Lines 40-51 needs more references to support the statements made.

line 66-the "morbidity" associated with thoracic anesthesia needs to be described better.  

lines 66-86: this whole paragraph read poorly and needs to be re formatted.

line 94 : "AirSim Bronchi Simulator" should be "AirSim Bronchi (trucorp, N. Ireland).  This needs to be standardized in the manuscript everywhere it is referenced.

Methods:

Questions to be answered:

-how far along were the CA1's in their training?  Was this at the beginning of their CA1 year, or the end?  How familiar are they with double lumen tubes, yet alone single lumen ETTs?

-have the CA1's had a thoracic rotation already?  Did they complete a rotation in between part I and part II of the test?

Results and Discussion:

-using an N of 10 students, there are broad statements made on the utility of simulation and the ability to have improvement in training.  Without further delineating the residents' preexisting knowledge and training, I find it rather brash to make such statements.  The authors also state that they had no formal assessment tool to determine whether it would affect their clinical performance.

The manuscript, in my opinion, needs a complete reworking in grammar and syntax, and the conclusions drawn need to be reframed.

Author Response

In the authors, the final author's credentials are listed as "and MS".  This needs to be fixed. 

Corrected 

Introduction:

Lines 40-51 needs more references to support the statements made.

line 66-the "morbidity" associated with thoracic anesthesia needs to be described better.  Re-worded 

lines 66-86: this whole paragraph read poorly and needs to be re formatted. -

 - removed a few sentences. 

line 94 : "AirSim Bronchi Simulator" should be "AirSim Bronchi (trucorp, N. Ireland).  This needs to be standardized in the manuscript everywhere it is referenced.      Corrected 

Methods:

Questions to be answered:

-how far along were the CA1's in their training?  Was this at the beginning of their CA1 year, or the end?  How familiar are they with double lumen tubes, yet alone single lumen ETTs?  This was about 8 month into training. each had only a few DLT cases 

-have the CA1's had a thoracic rotation already?  Did they complete a rotation in between part I and part II of the test?
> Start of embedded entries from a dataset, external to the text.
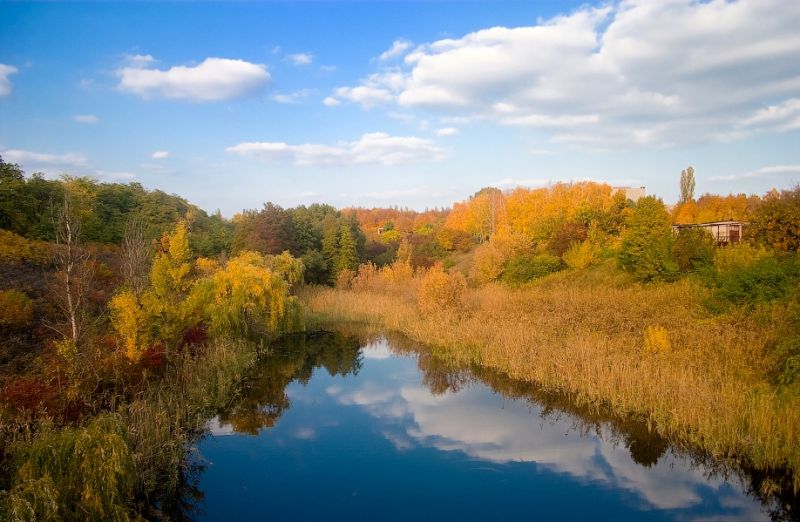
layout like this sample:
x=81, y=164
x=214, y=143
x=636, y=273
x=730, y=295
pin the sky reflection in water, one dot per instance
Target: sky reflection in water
x=363, y=436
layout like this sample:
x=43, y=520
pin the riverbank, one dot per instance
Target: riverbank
x=649, y=350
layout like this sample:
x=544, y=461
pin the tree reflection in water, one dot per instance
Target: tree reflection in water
x=262, y=399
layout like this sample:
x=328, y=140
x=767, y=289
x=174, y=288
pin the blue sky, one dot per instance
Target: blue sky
x=414, y=104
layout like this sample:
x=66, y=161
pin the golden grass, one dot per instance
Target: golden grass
x=587, y=335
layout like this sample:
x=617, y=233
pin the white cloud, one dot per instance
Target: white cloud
x=377, y=89
x=398, y=47
x=376, y=148
x=301, y=58
x=56, y=164
x=760, y=173
x=139, y=60
x=33, y=160
x=447, y=131
x=630, y=73
x=211, y=80
x=86, y=118
x=293, y=97
x=5, y=83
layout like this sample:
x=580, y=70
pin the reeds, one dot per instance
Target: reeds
x=707, y=382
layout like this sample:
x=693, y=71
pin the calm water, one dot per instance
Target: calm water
x=332, y=428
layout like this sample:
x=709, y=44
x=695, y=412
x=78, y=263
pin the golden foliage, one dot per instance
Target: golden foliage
x=582, y=332
x=441, y=292
x=489, y=262
x=656, y=340
x=16, y=308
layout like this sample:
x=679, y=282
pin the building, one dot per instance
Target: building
x=723, y=231
x=632, y=193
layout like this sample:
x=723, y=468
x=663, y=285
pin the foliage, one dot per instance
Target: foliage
x=16, y=308
x=16, y=249
x=73, y=474
x=687, y=184
x=582, y=255
x=440, y=292
x=693, y=249
x=764, y=279
x=777, y=221
x=656, y=340
x=489, y=263
x=522, y=269
x=646, y=248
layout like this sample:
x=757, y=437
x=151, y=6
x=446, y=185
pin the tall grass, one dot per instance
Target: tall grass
x=647, y=350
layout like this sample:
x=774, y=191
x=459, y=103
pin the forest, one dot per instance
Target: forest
x=127, y=316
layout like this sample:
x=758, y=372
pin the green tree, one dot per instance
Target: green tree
x=687, y=184
x=693, y=249
x=646, y=248
x=347, y=254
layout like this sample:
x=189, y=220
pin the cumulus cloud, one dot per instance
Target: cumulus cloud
x=5, y=83
x=399, y=47
x=376, y=148
x=293, y=97
x=301, y=58
x=86, y=118
x=632, y=72
x=55, y=164
x=760, y=173
x=213, y=79
x=33, y=160
x=447, y=131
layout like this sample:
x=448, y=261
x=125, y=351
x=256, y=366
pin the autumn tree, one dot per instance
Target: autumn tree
x=777, y=221
x=687, y=185
x=73, y=271
x=135, y=256
x=646, y=248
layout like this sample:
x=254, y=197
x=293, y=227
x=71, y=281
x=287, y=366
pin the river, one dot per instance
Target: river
x=370, y=427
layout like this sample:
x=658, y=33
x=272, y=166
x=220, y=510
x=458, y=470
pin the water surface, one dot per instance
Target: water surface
x=333, y=428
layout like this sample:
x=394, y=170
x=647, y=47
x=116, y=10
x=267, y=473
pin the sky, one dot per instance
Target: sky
x=413, y=104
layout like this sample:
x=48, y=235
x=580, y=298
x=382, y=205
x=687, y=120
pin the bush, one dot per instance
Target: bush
x=489, y=261
x=693, y=249
x=441, y=292
x=73, y=474
x=582, y=255
x=646, y=249
x=521, y=269
x=16, y=308
x=763, y=280
x=777, y=220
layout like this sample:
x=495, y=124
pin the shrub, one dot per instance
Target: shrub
x=777, y=220
x=521, y=269
x=646, y=249
x=440, y=291
x=582, y=255
x=73, y=474
x=656, y=340
x=16, y=308
x=765, y=279
x=489, y=261
x=693, y=249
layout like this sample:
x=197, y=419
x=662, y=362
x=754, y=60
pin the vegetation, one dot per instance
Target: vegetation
x=129, y=316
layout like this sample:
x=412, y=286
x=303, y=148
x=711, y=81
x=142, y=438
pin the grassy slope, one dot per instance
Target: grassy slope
x=583, y=332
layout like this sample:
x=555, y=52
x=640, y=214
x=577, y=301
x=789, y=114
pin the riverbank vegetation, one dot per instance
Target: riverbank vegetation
x=128, y=317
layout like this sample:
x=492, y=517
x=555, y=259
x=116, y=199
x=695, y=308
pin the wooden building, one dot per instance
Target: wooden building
x=723, y=231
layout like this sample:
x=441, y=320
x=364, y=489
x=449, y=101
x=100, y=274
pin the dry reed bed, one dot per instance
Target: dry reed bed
x=709, y=388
No 

Round 2

Reviewer 1 Report

It seems that all the points I made have been responded and corrected.

Reviewer 4 Report

-Having an MS as the senior author rather than an MD is rather odd.  It would be better to have an MD as a senior author, and if need be, have the MS as the first author to give the paper more crediblity

-trucorp, N. Ireland needs to be stated only the first time.  Not after every time the Air-Sim Bronchi device is named.

-to be more valuable, I think more students than a N=10 would make the study have more credence.